Right, so — the self-hosted Mistral experiment. I spent three weeks running a quantized Mistral 7B instance on a rented A100, convinced I'd save money and gain latency control. The latency was fine. The output quality on my specific tasks (structured extraction from messy text) was noticeably worse, and the operational overhead of managing the inference server ate most of the cost savings. Your mileage may vary if you have a team with MLOps experience; I don't, really. We're primarily a web backend shop and it showed. Took it down in week four.

Structured Output Is More Fragile Than the Demos Suggest

Getting JSON out of a language model reliably was the part I underestimated most. The demos always work. Production does not always work.

Even with JSON mode or tool use, you need to handle partial outputs, schema mismatches, and the question of what to do when validation fails. I went through three iterations:

  1. Prompt-only JSON extraction — about 92% success rate, which sounds okay until you realize 8% silent failures is catastrophic at scale
  2. JSON mode with response_format: {type: "json_object"} — better, but this only enforces valid JSON, not your schema
  3. Tool use / function calling with strict schema — this is where I landed, and it's genuinely better, though you pay for it in prompt complexity

Even with strict tool use, I see maybe 1-2% of responses where the model technically calls the tool but fills optional fields with placeholder values ("N/A", "unknown", empty strings) instead of omitting them. I validate against a Pydantic model post-extraction and route those to a dead letter queue for human review rather than silently accepting them.

The dead letter queue was one of the better decisions I made. It gave me a place for "I'm not sure what to do with this" responses that wasn't "crash" or "silently corrupt the database." About 200 of those 847 initial failures would have been catchable with this pattern.

What I'd Actually Recommend

If you're starting from scratch, my honest suggestion is to just use the managed APIs.

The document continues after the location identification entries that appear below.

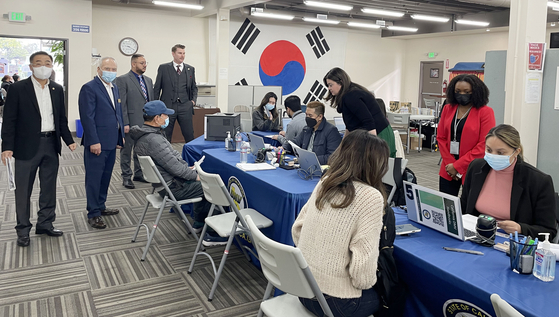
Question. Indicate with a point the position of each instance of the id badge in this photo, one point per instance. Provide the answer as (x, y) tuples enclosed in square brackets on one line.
[(454, 147)]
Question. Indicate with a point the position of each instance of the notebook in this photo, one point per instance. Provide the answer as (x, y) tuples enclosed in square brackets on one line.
[(438, 211)]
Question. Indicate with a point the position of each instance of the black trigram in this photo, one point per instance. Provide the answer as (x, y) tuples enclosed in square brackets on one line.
[(316, 93), (318, 42), (245, 36), (242, 82)]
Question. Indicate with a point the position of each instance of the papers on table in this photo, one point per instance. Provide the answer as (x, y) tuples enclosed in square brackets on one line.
[(251, 167), (11, 177)]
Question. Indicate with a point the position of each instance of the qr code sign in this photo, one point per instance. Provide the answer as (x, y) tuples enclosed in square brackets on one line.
[(438, 218)]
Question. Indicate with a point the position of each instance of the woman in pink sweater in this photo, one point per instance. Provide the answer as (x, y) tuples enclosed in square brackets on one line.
[(338, 230)]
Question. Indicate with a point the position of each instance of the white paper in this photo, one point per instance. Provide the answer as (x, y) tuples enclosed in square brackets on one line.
[(533, 87), (249, 167), (11, 175)]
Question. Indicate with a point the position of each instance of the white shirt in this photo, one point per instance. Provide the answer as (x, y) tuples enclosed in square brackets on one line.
[(109, 88), (181, 66), (45, 105)]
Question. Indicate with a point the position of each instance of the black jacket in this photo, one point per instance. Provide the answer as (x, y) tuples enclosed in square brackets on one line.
[(22, 119), (532, 198), (326, 140)]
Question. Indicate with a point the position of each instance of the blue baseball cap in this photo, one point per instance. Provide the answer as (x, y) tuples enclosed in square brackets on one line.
[(156, 108)]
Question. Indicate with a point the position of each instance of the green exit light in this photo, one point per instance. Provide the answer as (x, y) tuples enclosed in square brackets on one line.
[(17, 16)]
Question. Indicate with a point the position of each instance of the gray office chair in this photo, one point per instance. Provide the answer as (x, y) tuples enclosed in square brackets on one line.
[(152, 175), (285, 268)]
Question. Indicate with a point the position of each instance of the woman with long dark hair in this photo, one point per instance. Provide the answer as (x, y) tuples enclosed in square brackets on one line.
[(464, 123), (503, 185), (358, 107), (338, 229), (266, 117)]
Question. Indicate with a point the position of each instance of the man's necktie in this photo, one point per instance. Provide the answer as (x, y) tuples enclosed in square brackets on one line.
[(143, 86)]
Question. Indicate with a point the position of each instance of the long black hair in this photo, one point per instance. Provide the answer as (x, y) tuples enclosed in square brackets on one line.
[(480, 92), (265, 100)]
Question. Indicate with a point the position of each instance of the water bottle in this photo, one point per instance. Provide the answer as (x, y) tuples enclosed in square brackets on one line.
[(244, 152), (238, 140)]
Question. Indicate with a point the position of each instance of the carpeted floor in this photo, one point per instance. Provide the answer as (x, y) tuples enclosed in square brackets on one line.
[(90, 272)]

I know the "self-host for control" argument is appealing — I made it to myself for three weeks before the Mistral experiment cured me of it. Unless you have a hard data residency requirement or you're processing volumes where the math definitively works out, the operational cost is real and it doesn't show up in the GPU rental price.

Error handling before observability. Seriously, in that order. One well-typed exception handler is worth more than a week of dashboards. Know which errors are retryable, retry those, raise the rest immediately. You cannot dashboard your way out of code that silently fails.

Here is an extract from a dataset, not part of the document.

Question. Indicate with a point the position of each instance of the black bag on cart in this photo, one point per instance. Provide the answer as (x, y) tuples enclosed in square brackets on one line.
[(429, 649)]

A dead letter queue — build it on day one, not when you're scrambling to understand your failure modes at day fifty. Every generation pipeline has some percentage of responses that don't fit the happy path. "Fail loudly and queue for human review" is so much better than "silently accept garbage and discover the problem during a production incident."

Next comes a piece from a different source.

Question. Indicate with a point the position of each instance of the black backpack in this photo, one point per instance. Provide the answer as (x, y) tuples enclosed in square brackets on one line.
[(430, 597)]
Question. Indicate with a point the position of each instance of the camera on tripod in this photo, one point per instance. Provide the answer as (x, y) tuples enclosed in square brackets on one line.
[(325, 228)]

Log a random sample of prompts and responses — 1% to a separate store, or 0.1% at higher volumes. Not all of them; storage costs add up fast. But that sample will surface things no metric catches. The {customer_name} bug I mentioned? Found via sampling, not alerting.

And keep your prompts in version control. Treat prompt changes like code changes. I have a prompts/ directory, everything is versioned, and significant changes go through the same review process as code. I still see teams treating prompts as configuration rather than code, and they discover why that's a mistake when something breaks and they can't tell what changed.

The thing I keep coming back to: the hard part of AI pipelines isn't the AI. It's the same distributed systems problems — queueing, retries, schema validation, observability — just with a new failure mode where the output looks plausible even when it's completely wrong. That last part is what makes it genuinely harder than it sounds. A network timeout is obvious. A response that passes JSON validation but returns the wrong answer is not. Once I started treating it as a distributed systems problem with an extra validation layer, things got clearer. Not easy. Just clearer.